Bond yields have risen as investors grow concerned that the $1.9 trillion fiscal stimulus will cause a rise in inflation, leading the Federal Reserve to change policy and raise rates sooner than expected.
Chetan Ahya – Morgan Stanley’s chief economist – is concerned that a rapid labor-market recovery could push inflation levels to spike and breach the Fed’s 2.5% inflation “tolerance threshold” as soon as 2022. That could bring a “disruptive shift in expectations for Fed tightening,” and lead to heightened stock market volatility down the road, he said on a recent podcast.

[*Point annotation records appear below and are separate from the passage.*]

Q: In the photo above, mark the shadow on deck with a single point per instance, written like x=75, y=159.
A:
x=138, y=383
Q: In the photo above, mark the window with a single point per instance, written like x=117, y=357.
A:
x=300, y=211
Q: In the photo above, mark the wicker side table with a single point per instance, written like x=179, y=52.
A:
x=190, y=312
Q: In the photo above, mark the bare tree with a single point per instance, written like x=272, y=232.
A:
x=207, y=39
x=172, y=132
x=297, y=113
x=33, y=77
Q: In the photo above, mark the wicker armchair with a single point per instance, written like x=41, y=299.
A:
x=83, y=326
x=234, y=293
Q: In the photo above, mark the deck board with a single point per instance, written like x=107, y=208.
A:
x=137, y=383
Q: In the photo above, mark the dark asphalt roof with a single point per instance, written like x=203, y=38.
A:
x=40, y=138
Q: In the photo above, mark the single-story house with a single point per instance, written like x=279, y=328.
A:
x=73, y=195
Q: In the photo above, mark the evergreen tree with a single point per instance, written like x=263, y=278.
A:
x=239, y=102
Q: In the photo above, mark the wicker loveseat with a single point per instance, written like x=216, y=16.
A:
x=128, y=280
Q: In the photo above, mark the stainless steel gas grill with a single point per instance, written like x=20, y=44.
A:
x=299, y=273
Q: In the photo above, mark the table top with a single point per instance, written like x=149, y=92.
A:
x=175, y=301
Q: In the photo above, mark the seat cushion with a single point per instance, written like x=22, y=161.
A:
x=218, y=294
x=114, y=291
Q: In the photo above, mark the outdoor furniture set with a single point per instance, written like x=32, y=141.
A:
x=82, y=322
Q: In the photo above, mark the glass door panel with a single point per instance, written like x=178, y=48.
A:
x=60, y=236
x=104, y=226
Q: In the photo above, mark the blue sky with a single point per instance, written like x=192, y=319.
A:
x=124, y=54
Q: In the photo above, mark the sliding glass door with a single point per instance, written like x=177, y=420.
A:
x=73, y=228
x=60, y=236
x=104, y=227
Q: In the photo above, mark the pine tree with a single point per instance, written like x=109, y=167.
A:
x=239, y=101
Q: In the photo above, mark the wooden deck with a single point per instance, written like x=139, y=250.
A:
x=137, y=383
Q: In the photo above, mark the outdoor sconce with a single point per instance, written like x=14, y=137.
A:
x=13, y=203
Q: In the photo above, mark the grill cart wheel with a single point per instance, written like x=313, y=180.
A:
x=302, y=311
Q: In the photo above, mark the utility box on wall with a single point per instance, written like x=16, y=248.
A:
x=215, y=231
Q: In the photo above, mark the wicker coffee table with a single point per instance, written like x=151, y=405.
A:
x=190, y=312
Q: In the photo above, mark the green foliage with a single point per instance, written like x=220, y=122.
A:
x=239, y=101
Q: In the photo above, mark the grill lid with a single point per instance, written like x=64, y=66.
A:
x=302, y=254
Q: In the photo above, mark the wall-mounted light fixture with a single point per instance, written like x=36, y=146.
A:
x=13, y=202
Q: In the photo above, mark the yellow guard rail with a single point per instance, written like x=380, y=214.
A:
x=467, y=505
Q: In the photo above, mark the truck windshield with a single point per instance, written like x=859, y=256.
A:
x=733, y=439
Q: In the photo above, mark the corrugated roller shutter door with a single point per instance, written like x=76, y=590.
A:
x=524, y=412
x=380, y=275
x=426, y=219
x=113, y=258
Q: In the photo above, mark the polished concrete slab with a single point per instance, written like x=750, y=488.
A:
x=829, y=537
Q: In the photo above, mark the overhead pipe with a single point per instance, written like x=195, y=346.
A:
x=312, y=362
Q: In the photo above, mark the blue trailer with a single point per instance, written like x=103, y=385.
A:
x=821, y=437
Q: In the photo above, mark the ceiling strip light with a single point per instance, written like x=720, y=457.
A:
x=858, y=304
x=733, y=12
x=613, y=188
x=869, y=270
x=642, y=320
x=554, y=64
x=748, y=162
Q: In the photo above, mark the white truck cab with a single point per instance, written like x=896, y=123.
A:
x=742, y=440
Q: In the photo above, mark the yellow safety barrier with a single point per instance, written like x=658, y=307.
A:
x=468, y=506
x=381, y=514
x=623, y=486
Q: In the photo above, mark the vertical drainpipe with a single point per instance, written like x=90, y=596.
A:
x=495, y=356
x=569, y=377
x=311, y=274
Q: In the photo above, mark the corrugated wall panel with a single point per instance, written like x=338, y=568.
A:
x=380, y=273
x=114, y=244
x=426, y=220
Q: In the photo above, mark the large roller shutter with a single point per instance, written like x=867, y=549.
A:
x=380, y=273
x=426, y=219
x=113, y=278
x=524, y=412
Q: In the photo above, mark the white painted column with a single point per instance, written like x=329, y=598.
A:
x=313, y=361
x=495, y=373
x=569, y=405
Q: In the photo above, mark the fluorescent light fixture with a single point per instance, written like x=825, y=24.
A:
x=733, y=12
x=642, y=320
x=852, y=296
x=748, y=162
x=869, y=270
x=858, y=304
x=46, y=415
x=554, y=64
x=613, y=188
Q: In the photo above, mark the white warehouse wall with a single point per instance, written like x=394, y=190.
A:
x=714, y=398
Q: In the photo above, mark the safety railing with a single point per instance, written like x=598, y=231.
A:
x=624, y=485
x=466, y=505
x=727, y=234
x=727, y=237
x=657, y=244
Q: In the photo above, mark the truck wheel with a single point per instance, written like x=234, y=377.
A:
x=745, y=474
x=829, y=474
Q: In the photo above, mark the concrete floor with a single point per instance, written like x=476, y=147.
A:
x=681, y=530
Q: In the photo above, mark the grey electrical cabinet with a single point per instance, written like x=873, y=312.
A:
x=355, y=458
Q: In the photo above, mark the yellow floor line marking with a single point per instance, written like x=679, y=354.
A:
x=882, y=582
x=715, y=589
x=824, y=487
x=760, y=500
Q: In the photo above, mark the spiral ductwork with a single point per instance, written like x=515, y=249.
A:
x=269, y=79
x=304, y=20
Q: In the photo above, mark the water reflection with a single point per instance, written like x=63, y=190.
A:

Here’s where US indexes stood shortly after the 9:30 a.m. ET open on Friday:
- S&P 500: 3,890.44, down 0.6%
- Dow Jones industrial average: 32,515.07, down 1.1% (347 points)
- Nasdaq composite: 13,110.62, down 0.1%
Elsewhere, Fed Chair Jerome Powell said that central bank digital currencies must coexist with cash and other forms of money. The pandemic has highlighted the limitations of the current payment system, but collaboration is required to improve it, he said.
Oil prices extended losses after tumbling 7% on Thursday as investors second-guessed the recent rally and reacted to the slow rollout of coronavirus vaccines in Europe that could dent demand growth. West Texas Intermediate crude fell as much as 1.6%, to $59.06 per barrel. Brent crude, oil’s international benchmark, fell by 1.6%, to $62.24 per barrel, at intraday lows.
Gold jumped slid as much as 0.5%, to $1,728.57 per ounce.